Historical population
| Census | Pop. | Note | %± |
| 1820 | 850 |  | — |
| 1830 | 1,490 |  | 75.3% |
| 1840 | 2,177 |  | 46.1% |
| 1850 | 2,455 |  | 12.8% |
| 1860 | 2,353 |  | −4.2% |
| 1870 | 2,042 |  | −13.2% |
| 1880 | 2,278 |  | 11.6% |
| 1890 | 2,210 |  | −3.0% |
| 1900 | 2,235 |  | 1.1% |
| 1910 | 2,655 |  | 18.8% |
| 1920 | 2,682 |  | 1.0% |
| 1930 | 2,954 |  | 10.1% |
| 1940 | 3,361 |  | 13.8% |
| 1950 | 4,276 |  | 27.2% |
| 1960 | 7,309 |  | 70.9% |
| 1970 | 7,429 |  | 1.6% |
| 1980 | 7,251 |  | −2.4% |
| 1990 | 7,110 |  | −1.9% |
| 2000 | 6,920 |  | −2.7% |
| 2010 | 6,771 |  | −2.2% |
| 2016 (est.) | 6,595 |  | −2.6% |
U.S. Decennial Census

== Communities and locations in Porter ==
- Blairville - A hamlet southeast of Youngstown on Creek Road (Route 18).
- Fillmore Chapel - A hamlet in the northeast corner of the town.

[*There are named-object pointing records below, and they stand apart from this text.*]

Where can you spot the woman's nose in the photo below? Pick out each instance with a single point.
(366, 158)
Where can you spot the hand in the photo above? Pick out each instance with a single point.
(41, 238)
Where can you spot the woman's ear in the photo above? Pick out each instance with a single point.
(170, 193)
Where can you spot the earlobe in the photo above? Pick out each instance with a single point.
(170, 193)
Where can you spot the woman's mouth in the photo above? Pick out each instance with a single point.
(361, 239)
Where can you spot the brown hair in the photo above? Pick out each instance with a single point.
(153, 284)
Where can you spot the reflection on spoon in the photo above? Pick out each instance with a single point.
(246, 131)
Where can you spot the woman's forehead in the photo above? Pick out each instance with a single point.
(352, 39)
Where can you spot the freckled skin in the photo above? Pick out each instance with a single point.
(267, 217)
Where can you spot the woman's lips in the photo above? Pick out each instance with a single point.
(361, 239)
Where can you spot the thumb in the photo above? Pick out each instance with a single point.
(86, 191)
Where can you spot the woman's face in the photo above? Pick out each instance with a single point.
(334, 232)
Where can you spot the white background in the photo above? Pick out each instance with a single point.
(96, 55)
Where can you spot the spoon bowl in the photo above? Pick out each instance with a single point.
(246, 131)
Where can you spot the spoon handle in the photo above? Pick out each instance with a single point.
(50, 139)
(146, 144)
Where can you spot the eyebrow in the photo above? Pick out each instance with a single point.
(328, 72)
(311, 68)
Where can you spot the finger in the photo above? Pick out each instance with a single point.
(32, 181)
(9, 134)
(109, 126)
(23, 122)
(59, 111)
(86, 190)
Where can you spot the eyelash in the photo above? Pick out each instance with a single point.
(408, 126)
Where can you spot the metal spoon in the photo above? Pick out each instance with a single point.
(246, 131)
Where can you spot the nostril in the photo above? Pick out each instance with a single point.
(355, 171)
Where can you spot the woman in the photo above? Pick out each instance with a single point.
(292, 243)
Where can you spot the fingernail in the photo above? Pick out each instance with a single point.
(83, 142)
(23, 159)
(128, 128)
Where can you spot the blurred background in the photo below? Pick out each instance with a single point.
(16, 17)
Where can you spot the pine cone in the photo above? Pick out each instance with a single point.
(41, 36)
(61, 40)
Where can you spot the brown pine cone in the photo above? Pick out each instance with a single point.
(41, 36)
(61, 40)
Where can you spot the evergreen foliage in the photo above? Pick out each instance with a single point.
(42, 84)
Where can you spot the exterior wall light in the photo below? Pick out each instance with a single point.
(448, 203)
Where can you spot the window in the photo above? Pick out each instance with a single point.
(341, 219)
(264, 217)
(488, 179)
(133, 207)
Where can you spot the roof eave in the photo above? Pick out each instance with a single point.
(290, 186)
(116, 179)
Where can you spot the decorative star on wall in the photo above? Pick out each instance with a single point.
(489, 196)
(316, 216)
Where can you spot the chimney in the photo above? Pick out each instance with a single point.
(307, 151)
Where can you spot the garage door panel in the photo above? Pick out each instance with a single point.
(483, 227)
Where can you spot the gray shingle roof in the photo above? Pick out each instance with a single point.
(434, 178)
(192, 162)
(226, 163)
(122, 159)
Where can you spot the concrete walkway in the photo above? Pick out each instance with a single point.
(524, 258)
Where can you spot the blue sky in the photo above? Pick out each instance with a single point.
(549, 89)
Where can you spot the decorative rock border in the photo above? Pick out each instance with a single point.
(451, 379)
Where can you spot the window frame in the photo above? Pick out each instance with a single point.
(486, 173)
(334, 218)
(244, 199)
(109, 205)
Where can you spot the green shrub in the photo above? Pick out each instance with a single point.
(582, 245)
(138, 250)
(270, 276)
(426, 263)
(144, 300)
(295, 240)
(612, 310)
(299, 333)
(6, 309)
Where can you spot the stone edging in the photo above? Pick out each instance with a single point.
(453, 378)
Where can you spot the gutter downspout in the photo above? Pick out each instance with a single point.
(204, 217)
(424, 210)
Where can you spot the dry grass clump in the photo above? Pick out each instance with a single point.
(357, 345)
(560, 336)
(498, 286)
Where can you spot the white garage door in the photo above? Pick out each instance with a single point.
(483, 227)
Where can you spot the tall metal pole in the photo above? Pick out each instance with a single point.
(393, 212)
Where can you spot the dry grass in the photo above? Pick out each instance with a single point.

- Fort Niagara - A historic colonial fortification in Fort Niagara State Park.
- Fort Niagara State Park - A park at the mouth of the Niagara River.
- Four Mile Creek - A stream that flows northward through the west side of the town and enters Lake Ontario at the state park.
- Four Mile Creek State Park - A lakeside park on the shore of Lake Ontario.
- Porter Center - A hamlet centrally located in the town on the Youngstown-Lockport Road (Route 93).
- Old Fort Niagara State Historic Site - An official New York historic site that includes Fort Niagara.
- Ransomville - A hamlet in the southeast corner of the town on Route 93.
- Ransomville Speedway - A racetrack located northwest of Ransomville.
- Towers Corners - A hamlet by the intersection of Creek Road (Route 18) and the Youngstown-Lockport Road (Route 93), in the northeast part of the town.
- Youngstown - The Village of Youngstown is at the town's western border.